Senior All-American outside hitters Jaali Winters and Taryn Kloth were at their best once again in a big match for the Bluejays. Winters hit .300 and finished with 15 kills and 11 digs, while Kloth led all players with a .464 attack percentage and matched Marquette’s Allie Barber — last season’s Big East Player of the Year, and the preseason favorite to win it in 2018 — for the match lead in kills with 16.
“[Jaali and Taryn] did a great job of stepping up as senior leaders in a big match,” Creighton coach Kirsten Bernthal Booth said. “They carried a lot of load. This was a big match not only because Marquette is a great team and a great resume builder, but this was a big match as we work toward a goal of trying to win [the Big East]. We’ve got lots of matches before we’ll face them again that we’ll have to be clean in, because they are going to get better.”
The 21st-ranked Golden Eagles led 1-0, 2-1, and 3-2 in the early moments of the match, but that was about it for set one. Freshman outside hitter Jaela Zimmerman put down a kill to tie things up. Winters followed with a kill of her own, and the Bluejays never trailed the rest of the way. For her part, Kloth caught fire and finished with eight kills on 12 swings in game. Allie Barber wasn’t far behind the Creighton All-American with six kills on 12 swings, but CU held the rest of her teammates to just 9 kills on 32 attacks as they out-hit Marquette .439 to .273 in the 25-17 game one win.
Kloth stayed sharp with five kills on eight swings in the second set, but the Bluejays needed some help from their newcomers to rally late in the game. After a service error cut Marquette’s lead to 23-22, freshman middle blocker Annika Welty went behind the line and served over an ace to tie it up, then took the Golden Eagles out of system with her next serve leading to a combo block of Barber by Zimmerman and redshirt junior Megan Ballenger. Welty’s next serve had a little too much zip on it and went long to make it 24-24, but Zimmerman got CU back to set point at 25-24 with a kill before an attack by Marquette’s Hope Werch went wide to give the Bluejays a 2-0 lead at intermission.

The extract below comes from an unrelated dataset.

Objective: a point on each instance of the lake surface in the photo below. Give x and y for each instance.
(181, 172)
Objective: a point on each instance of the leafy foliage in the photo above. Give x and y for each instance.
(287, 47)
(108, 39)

“We were trying to get them out of system, because I think Barber was up at that point, so you knew the ball was going there,” Booth said of her team’s late rally just before the break. “I thought the big part of that run was Annika getting them out of system — that ace was big — and disrupting them a little bit from the service line.”
To jump-start the Jays in set three, Welty and junior setter Madelyn Cole teamed up for a pair of ace blocks against Barber to push Creighton out to a 4-0 lead, and they never gave it up after that. Winters put the match on ice with seven kills on 13 swings in game three as the Jays out-hit Marquette .324 to .139 in a set that featured no ties or lead changes.
It wasn’t just the Jaali and Taryn show on Sunday, either. The Bluejays got 20 swings apiece out of Zimmerman and Ballenger with the true freshman producing seven kills, while Ballenger added six. Cole finished with a match-high 38 assists to go along with 12 digs as she and Winters produced the match’s only double-doubles. Defensively, the Bluejays got key contributions from junior libero Brittany Witt who ended up leading all players with 19 digs, while Welty added five blocks to go along with her match-high three aces. Up and down the roster, Creighton looked locked in from the very first serve, and it showed throughout the three sets it took them to earn the victory.
“Everyone will ask if we are ready before a match and I’ll always tell them ‘I don’t know, we’ve done our job to a degree,'” Booth said. “But this team has proven it. There was one match [this year] where they laid an egg, but other than that, they have performed every time they’ve stepped on the court. We haven’t won every match, but they’ve come out and played hard. I didn’t question whether we would come out and be focused and ready to go. I think we’ve got great leadership … but these are the easy ones to get up for. It’s a great team. They are definitely our conference rival. We know they want to beat us just as we want to beat them. I knew we would show up. I didn’t know if we’d win, but I knew we’d show up.”
To no one’s surprise, Jaali Winters was more confident in the outcome in response to her head coach. However, she added that the performance was motivated more by where they want to be at the end of the season as opposed to what the any of the other coaches in the league thought about them in the preseason.
“It’s something that is always in the back of our heads that they were chosen first,” Winters said. “But today was more about us and focusing on our game. They are a really good team. Knowing that they were ranked 21 and we’re 10, we wanted to keep our ranking and make sure that we kept rolling.”